NOTE: Tuesday night I made a little speech to my mayor and city commission. I ran a little over the three minutes they allow for "public speaking," but, I think I got my point across. Here's what I said. You decide.
I moved into my home on April 12, 1987. My daughter was born five days later and she grew up in a neighborhood where we knew everyone on our street. She walked to elementary and high school and spent many hours at Hagen Park and Mickel Field.
I awoke in the wee hours this morning thinking about The Andy Griffith Show’s episode 10 from season one, “Stranger in Town.” It was on cable TV last night. The citizens of Mayberry were suspicious of a young stranger who seemed to know everything about them. It turned out that his army buddy was from Mayberry and he had loved hearing his friend talk about home. After discharge, he began subscribing to the local newspaper and he had decided to come to Mayberry and make it his home. Thanks to the sensitivity and wisdom of the local sheriff, the folks of Mayberry came to see this man deserved to be welcomed because he loved their small town as much as they did.
So, there I am at three in the morning thinking about this, and I had a little epiphany. I’m watching my “Mayberry” morph into something I don’t recognize and I can’t do anything about it.

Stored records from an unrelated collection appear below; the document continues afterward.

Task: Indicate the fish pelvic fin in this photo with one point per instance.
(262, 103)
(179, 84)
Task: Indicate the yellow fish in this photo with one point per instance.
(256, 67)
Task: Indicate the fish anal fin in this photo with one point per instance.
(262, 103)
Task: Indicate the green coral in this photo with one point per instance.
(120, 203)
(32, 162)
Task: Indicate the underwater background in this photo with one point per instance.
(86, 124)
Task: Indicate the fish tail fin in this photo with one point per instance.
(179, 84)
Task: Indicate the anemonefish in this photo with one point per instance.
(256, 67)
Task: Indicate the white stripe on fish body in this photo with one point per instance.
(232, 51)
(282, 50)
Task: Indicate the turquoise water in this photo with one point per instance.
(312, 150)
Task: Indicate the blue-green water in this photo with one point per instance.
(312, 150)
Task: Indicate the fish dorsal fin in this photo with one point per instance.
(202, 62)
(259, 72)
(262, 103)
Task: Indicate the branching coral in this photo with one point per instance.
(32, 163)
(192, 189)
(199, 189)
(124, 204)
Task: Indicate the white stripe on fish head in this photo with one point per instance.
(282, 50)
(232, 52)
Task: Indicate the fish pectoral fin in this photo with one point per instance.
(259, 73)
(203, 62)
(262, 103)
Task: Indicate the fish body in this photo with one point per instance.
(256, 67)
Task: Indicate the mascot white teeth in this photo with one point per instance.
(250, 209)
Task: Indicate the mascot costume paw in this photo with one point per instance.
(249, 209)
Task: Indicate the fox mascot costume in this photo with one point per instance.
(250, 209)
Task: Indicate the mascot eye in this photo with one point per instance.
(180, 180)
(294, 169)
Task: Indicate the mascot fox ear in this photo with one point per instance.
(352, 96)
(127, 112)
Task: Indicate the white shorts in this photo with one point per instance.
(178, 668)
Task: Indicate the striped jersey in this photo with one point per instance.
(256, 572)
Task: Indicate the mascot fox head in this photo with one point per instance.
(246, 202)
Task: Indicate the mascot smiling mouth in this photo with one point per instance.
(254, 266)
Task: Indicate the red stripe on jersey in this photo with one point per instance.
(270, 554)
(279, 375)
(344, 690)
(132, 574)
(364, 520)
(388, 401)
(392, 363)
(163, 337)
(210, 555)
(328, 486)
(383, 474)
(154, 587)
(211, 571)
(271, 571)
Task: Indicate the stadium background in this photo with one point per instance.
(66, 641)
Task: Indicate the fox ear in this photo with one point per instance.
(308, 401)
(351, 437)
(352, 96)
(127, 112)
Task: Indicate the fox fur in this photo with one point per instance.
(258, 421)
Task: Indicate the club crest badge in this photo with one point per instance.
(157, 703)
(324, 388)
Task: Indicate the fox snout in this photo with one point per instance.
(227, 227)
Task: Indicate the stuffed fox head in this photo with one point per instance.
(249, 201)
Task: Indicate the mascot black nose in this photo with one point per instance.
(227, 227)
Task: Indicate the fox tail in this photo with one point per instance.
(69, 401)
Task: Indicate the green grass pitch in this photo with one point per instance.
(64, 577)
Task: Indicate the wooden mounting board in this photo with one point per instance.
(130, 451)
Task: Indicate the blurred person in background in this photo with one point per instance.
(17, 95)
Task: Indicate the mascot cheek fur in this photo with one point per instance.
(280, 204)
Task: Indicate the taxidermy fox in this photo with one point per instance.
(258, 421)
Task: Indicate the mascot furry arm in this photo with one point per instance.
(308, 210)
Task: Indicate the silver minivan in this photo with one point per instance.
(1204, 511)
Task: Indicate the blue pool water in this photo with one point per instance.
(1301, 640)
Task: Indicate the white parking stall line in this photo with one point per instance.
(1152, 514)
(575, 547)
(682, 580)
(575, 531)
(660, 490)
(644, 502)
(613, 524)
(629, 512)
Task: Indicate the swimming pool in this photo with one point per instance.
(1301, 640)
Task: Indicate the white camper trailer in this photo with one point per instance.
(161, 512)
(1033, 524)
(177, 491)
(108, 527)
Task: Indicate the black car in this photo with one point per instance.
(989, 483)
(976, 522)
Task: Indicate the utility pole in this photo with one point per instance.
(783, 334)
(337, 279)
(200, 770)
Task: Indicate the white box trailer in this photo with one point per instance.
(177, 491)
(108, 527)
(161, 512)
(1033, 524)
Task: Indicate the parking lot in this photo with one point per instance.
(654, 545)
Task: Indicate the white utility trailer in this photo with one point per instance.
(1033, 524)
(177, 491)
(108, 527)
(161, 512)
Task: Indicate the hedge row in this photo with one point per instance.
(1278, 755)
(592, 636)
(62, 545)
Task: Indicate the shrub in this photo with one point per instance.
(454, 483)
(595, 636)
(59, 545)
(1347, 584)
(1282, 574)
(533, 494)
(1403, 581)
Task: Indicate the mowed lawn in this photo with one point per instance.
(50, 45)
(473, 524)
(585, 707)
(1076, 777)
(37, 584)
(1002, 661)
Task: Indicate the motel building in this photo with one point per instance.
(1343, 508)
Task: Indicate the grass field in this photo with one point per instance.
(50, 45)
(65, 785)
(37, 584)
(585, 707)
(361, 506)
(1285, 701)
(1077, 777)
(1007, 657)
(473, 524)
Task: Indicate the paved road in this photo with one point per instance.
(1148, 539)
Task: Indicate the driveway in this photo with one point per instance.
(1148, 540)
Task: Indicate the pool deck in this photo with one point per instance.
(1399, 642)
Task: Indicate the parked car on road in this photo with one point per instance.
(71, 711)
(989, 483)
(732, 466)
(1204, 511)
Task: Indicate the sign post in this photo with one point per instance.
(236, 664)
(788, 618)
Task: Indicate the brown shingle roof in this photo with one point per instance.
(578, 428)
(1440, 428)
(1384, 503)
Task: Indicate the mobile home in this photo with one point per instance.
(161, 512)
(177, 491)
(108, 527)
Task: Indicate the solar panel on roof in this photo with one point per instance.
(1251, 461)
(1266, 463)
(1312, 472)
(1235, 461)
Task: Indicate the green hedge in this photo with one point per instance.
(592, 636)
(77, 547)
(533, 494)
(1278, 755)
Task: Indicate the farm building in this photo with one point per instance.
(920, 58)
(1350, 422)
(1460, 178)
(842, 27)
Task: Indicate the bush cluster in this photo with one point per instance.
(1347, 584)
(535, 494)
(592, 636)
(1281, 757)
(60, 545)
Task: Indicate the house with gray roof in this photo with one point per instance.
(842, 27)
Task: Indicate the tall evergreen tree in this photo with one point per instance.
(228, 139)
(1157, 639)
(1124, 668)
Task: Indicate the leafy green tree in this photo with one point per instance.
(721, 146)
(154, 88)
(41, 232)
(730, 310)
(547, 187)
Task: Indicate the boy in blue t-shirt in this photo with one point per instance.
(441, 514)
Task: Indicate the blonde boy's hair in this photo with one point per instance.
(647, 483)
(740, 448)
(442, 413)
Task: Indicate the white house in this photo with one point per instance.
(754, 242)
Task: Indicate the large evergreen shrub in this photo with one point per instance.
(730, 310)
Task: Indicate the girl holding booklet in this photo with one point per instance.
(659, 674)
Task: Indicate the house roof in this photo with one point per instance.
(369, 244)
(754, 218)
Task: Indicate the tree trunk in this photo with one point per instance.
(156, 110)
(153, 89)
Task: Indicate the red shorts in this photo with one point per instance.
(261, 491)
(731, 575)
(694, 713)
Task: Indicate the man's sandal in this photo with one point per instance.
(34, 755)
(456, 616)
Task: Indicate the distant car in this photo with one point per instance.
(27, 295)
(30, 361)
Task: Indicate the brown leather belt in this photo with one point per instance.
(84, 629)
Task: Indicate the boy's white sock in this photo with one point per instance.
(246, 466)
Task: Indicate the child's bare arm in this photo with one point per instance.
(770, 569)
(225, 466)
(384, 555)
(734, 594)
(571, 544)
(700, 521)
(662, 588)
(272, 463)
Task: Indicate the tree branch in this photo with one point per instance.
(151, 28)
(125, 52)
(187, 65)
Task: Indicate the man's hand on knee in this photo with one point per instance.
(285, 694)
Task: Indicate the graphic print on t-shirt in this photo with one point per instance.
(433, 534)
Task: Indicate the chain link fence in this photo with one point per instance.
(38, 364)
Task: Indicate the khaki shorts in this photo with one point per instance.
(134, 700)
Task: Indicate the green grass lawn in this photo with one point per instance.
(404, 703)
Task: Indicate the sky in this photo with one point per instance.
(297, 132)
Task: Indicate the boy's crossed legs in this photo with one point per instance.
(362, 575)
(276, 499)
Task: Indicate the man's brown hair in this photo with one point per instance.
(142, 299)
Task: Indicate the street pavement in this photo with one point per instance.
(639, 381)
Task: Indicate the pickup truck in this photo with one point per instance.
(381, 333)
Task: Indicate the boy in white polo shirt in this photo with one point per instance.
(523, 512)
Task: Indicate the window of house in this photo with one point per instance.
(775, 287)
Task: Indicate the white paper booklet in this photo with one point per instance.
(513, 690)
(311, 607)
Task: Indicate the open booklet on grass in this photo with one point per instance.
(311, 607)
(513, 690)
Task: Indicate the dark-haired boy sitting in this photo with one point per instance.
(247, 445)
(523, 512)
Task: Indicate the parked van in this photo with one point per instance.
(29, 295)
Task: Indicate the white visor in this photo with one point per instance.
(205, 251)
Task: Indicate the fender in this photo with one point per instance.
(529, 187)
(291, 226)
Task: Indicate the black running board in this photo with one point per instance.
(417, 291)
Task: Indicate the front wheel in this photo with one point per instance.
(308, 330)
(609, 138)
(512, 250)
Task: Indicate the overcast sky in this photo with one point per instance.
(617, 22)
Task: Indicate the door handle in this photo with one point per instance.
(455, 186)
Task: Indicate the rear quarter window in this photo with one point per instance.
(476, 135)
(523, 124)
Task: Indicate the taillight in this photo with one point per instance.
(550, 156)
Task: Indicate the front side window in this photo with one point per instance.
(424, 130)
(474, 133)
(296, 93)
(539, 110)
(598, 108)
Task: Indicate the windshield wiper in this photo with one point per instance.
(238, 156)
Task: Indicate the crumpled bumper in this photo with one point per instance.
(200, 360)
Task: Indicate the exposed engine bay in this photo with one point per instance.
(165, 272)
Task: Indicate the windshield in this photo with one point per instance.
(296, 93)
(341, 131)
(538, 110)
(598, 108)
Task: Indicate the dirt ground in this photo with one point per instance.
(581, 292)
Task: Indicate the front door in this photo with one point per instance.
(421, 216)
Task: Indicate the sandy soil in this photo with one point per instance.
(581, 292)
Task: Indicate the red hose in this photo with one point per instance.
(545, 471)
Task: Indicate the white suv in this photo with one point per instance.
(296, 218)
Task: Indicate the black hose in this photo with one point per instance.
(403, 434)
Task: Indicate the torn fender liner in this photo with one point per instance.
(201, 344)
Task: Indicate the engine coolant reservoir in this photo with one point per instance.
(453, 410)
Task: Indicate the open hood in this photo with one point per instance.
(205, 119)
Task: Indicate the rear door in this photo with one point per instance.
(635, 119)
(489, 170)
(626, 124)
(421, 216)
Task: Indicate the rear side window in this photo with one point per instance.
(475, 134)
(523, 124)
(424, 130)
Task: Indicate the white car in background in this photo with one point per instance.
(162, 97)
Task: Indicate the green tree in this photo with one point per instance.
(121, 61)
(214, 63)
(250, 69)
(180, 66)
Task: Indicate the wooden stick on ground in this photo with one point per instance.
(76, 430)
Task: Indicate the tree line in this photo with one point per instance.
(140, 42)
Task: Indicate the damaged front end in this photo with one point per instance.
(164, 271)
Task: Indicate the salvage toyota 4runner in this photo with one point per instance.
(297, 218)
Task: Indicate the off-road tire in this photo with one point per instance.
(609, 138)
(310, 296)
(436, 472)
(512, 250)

My daughter is 28 years old now and, sadly, I don’t know everyone on my street any more. Of the ten houses that line my block, four of them are vacation rental businesses. Today, three are lined up in a row, across the street from where I live.
There are those who say these houses were blighted and their rehabbing has increased our property values. I don’t know if that’s true. I agree that they look pretty. But, the thing is, they’re not part of community life. There’s no one to know. They’re not residents. And, that makes me suspicious.
When this whole conversion thing started a few years ago, it took me a while, but, I came to accept the business across the street. After all, I didn’t have much choice. Then, I discovered there were two other vacation rental businesses on our street, but, they were scattered in between my real neighbors, so, I worked at making peace with their presence, too. I knew the State Legislature had stripped municipalities of the ability to regulate vacation rentals in any meaningful way, so, I knew I had to be patient and give the cities time to find a way to rein them in.
Then, last month, an owner occupied house between two vacation rentals was sold and I’ve learned it is being converted to a vacation rental, making three vacation rental businesses in a row, across the street from where I live. So, I have come here to ask. Can you do anything about that? Is it okay for 40% or 50% of a residential neighborhood to be Stepford Wife vacation rental businesses? Don’t we, homesteaded residents, have a say in this? And, if not, why not?
U.S. property laws guarantee me the “right of quiet enjoyment” of MY property. That’s pretty much gone from my life and, I admit, I’m mad about it. Please? Can you guys help save my “Mayberry?”